The EOSC pilot project had defined policy and governance and science demonstrators could prove it works. He elaborated why a postgrad education delivers the needed skill sets. However, mere training does not scale in some other ways that data scientists can demonstrate their work. For EOSC, the WP7 has a framework to inform strategy. The researchers can draw on common data sources and also send out data to collaborate with other researchers, making it interoperable.

Next, the FOSTER plus implementation of open science in H2020 was introduced. This 2-year project with an €900,000 budget would help train the researchers and educate them. There are 11 partners working on building on previous work and facilitating open science training in European research. They would develop intermediate and advanced level training for RDM and Open Research data. The Open Science toolkit also has SWC (software carpentry, data mining) and I was glad I was a trained SWC instructor.

Research data must "GO FAIR", which stands for Global Open FAIR (Findable-Accessible-Interoperable-Reusable) and the need of the hour was for an Internet of FAIR data and services (IFDS). However, this task was too large for one project and it needs collaboration between projects and initiatives. They showed the EDISON services for Core data expert - capacity building and skills management and the slide showing how the training model works was highly interesting. When building a data science team, a data steward plays an important role. Bodies like IEEE and ACM will develop a curriculum for this.

When the topic of MOOC based video lectures came up, it came to light that the drop out rate is very high. They had also collected data on geographic coverage to map learners. The Goettingen library offers meetups with a focus on the OS topics : research data, publishing, and other activities. They had outreach programs via grad-school mailing lists that had monthly hack hour, discussions and helped people to work with Jupyter/ IPython notebooks. They had an ODD (Open Data Day) celebration on 01st March 2017 and planned to do more meetings.

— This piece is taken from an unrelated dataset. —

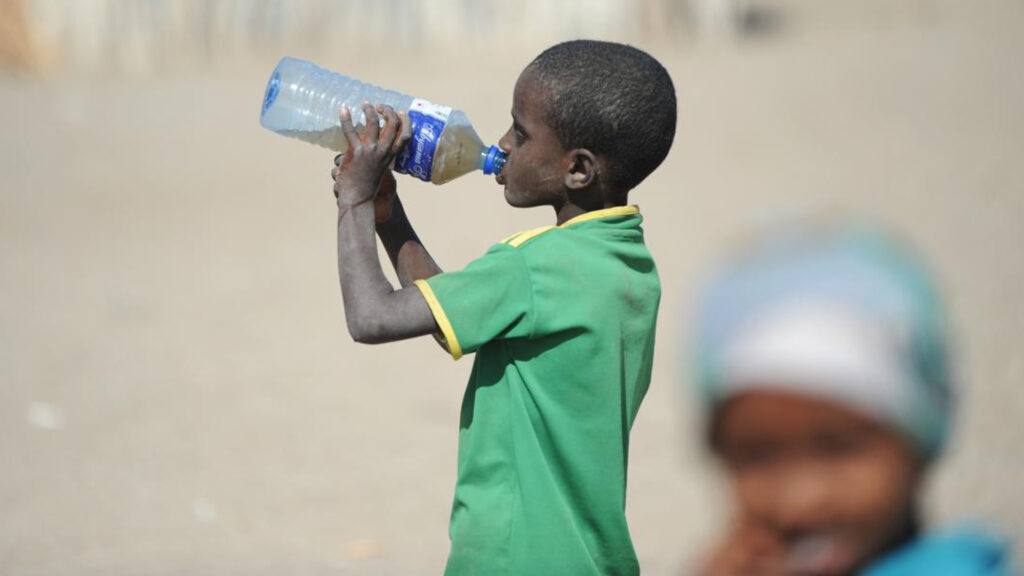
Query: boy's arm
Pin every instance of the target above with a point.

The CODATA WG summer school on Research Data Science held "DataTrieste 2016" based on the SWC curriculum: linux, bash, data analysis in R, etc. The goal was to train the trainers. Thereafter, the 2-min presentations were showcased where Freya presented the Denver breakout group sessions for text and data mining. The University of Cambridge had the Data Champion Communities that was supported by 2 people supporting the training of researchers and had created a community that worked as a champion of communities for data sharing. Their presentation was to be held on Thursday afternoon. There was also a BoF on RDM literacy whose goal was to create better conditions for including RDM courses.

The Q&A discussion also touched upon the fact that FAIR was a western concept and we needed to look at data from a developing country perspective, including cross-domain issues. Sustainabiltity of knowledge, dissemination and sharing knowledge as bottom-up is very important. The entire session was mentally stimulating and during the Question and Answer session, I made some pertinent observations, viz. :

  • In MOOC the content is not CC licensed. Personally speaking, if a learning resource content is not openly licensed for reuse, then we will have to spend more resources in reinventing the wheel, resulting in knowledge silos.
  • Having spoken to professors who were not keen on the additional work burden of creating content for videos, I also mentioned the downsides of MOOC - female professors feared becoming the subject of prank videos on youtube. Both these issues kept them away from MOOCs.
  • My third point was regarding the geographic coverage statistics - this can get fuzzy when a proxy server (ex. Tor) is used to access the MOOC. User privacy was important.
  • With respect to the CODATA WG summer school on Research Data Science (DataTrieste), I was curious to understand if the summer school content was openly shared with other universities, just like the SWC program founded by Dr. Greg Wilson.